Why This Trend Continues
We have nobody to blame for these issues except ourselves. We elected these people who are spending our money. A large part of the problem is that we ourselves are caught up in the government bureaucracy, and we selfishly protect our own interests in spite of what is right. However, I fear that we may have already passed the point of no return in our excessive government spending, and it's only a matter of time until we face dire consequences.
My estimation is that the number of Americans (or homes) collecting some form of an entitlement check every month has recently surpassed the number of us who receive no checks from the government. Does it make any sense that 45% of us are providing most of the funding for the other 55% of us? Not only are we already outnumbered, but we're still expanding our entitlement programs and bailing out companies that have mismanaged their businesses. How do we expect to continue when an even smaller percentage of people will be asked to fund a larger percentage in the future? How can we return to having a responsible government when over half of us are already dependent upon this one? When the government finally gets to the point of having too many people dependent upon its entitlement programs, and too few to fund them, then that government will simply collapse.
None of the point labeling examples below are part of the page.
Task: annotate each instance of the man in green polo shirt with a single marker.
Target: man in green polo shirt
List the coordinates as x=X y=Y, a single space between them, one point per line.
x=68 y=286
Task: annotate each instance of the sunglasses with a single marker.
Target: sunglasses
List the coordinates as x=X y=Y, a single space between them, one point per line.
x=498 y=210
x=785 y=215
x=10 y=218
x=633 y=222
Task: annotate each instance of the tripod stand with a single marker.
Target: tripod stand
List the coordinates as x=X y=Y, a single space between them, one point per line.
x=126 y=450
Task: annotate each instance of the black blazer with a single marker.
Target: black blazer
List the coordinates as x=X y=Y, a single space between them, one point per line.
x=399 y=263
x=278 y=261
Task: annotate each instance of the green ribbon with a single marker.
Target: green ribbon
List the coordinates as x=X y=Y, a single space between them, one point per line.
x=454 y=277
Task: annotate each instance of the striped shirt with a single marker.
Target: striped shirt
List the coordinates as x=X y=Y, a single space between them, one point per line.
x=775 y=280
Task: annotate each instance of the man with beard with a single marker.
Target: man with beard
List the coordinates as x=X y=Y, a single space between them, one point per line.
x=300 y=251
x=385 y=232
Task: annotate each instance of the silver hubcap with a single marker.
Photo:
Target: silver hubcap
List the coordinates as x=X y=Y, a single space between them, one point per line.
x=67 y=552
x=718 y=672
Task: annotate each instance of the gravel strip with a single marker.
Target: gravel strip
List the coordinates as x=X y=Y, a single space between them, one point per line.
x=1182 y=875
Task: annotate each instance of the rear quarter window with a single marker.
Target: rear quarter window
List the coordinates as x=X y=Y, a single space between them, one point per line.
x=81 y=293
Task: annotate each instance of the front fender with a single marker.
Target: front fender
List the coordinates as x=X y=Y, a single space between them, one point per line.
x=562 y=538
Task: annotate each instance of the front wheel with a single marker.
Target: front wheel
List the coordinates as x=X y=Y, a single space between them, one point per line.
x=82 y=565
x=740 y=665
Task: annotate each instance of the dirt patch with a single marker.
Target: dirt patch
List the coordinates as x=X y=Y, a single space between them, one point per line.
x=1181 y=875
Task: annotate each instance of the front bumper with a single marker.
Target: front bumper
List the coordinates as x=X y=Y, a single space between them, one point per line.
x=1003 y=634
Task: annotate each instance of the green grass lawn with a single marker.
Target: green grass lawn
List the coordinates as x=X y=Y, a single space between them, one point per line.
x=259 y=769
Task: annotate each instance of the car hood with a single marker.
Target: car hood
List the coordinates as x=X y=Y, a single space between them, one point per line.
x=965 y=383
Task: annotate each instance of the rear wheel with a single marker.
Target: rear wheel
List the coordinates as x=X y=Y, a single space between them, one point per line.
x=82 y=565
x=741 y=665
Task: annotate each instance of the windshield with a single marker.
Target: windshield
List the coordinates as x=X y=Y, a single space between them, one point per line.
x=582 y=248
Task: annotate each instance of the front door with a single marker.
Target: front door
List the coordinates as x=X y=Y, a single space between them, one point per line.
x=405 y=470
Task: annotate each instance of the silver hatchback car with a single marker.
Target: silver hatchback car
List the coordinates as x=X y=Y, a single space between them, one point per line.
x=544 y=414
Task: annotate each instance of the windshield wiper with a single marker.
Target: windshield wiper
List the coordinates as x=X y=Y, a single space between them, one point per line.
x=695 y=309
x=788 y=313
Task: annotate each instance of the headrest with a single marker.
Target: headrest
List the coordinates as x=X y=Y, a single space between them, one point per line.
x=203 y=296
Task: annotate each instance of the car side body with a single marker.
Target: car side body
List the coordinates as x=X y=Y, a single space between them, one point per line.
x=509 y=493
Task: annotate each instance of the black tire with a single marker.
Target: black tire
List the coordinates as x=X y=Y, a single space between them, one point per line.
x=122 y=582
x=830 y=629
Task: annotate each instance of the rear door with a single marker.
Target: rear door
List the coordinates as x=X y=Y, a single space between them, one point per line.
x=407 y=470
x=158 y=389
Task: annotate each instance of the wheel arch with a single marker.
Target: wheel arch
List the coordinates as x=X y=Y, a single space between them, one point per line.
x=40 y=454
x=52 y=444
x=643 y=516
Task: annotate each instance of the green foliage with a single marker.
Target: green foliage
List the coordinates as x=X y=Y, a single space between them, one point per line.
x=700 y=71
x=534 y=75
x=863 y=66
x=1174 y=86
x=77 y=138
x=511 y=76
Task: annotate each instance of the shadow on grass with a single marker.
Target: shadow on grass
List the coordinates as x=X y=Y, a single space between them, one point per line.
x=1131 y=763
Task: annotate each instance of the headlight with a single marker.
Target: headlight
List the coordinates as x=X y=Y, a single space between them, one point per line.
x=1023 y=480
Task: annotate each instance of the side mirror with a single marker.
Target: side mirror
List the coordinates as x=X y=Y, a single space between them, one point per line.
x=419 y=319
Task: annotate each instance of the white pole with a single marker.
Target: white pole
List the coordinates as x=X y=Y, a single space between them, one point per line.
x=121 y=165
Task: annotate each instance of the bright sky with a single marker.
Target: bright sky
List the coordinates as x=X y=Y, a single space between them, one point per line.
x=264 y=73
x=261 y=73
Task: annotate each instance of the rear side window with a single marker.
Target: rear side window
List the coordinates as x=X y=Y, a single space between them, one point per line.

In truth, there are only a few specific responsibilities that a government should be empowered to do. It should protect us and keep us free to obey God's commandments and bring glory to Him. The government isn't supposed to do everything for everyone. In fact, it's supposed to do very little. The voters share the blame for our current overspending. We are wrong if we don't vote, and if we selfishly vote the same big spenders into office for repeated terms, so that they will continue the entitlements. The Church should bear more of the burden for helping the truly poor and needy. In this way, these projects are funded through contributions rather than taxation.